The success of Markdown is just not its flexibility, but its
simplicity and convenience.
There may be one good reason for the double syntax in some of its
features (like <strong> and <h1>), and that is history. If there are
communities that use different standards, then it can be a good
choice to import that in a formal language, because it integrates
standard conventions and that is convenient for (new) users. I am
not sure how this worked in case of the Markdown syntax.

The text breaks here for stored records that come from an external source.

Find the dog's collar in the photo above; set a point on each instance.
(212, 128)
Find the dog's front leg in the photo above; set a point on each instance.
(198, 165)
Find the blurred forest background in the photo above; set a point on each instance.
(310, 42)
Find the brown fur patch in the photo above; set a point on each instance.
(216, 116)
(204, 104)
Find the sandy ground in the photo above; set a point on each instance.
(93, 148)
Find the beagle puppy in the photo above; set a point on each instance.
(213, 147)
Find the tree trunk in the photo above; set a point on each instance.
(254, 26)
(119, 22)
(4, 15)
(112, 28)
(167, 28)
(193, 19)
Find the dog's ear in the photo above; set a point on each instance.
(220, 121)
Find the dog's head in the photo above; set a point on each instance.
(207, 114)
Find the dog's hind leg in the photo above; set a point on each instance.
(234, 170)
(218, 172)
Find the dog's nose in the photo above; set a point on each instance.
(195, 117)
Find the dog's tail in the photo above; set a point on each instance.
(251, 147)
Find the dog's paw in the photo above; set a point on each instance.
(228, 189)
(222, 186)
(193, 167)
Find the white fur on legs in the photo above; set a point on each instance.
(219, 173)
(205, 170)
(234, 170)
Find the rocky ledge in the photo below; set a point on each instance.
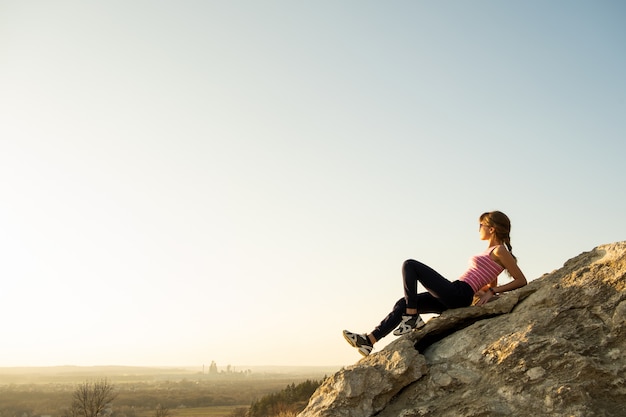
(556, 347)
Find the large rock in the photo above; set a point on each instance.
(556, 347)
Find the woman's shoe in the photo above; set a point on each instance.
(359, 341)
(409, 322)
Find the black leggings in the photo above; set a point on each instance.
(441, 295)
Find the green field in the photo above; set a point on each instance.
(217, 411)
(185, 393)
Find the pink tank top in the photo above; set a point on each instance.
(482, 270)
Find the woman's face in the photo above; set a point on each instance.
(485, 230)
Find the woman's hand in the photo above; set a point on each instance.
(484, 298)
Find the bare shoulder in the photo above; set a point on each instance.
(502, 253)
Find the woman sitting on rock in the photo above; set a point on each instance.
(480, 280)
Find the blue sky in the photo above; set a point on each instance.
(239, 181)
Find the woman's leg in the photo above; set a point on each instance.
(443, 293)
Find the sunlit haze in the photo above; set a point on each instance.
(238, 181)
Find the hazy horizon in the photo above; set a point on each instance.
(238, 182)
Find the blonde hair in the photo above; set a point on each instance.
(501, 223)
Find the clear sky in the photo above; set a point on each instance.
(239, 181)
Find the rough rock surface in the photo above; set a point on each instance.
(556, 347)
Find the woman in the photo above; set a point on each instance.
(479, 280)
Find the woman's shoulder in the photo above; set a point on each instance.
(500, 250)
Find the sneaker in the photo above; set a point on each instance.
(359, 341)
(409, 322)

But in a clean design of a new formal syntax, flexibility is a bad
choice.
If you want to design a new markup language that looks something
like
markdown, that's a noble goal. But I don't think that markdown needs a
"clean" "new" syntax; the existing definition combined with the
reference
spec defines the language well enough so that there are, what, 20 or so
different implementations that are essentially compatable, most of which
use their own codebases (instead of recoding the original perl mess of
regular expressions in $Language.)
*People use different characters for emphasis*
_People use different characters for emphasis*
/People use different characters for emphasis/
Be thankful that the archaic form of *emphasis (yes, just one star
at the start of a word) never got popular so there wasn't any sort of
demand that html markup languages support it. Text markup is going to
be ugly, just because that's now it works. a "clean" "new" syntax
that
doesn't take how people mark up text documents into consideration is a
syntax that needs to be taken back for revision.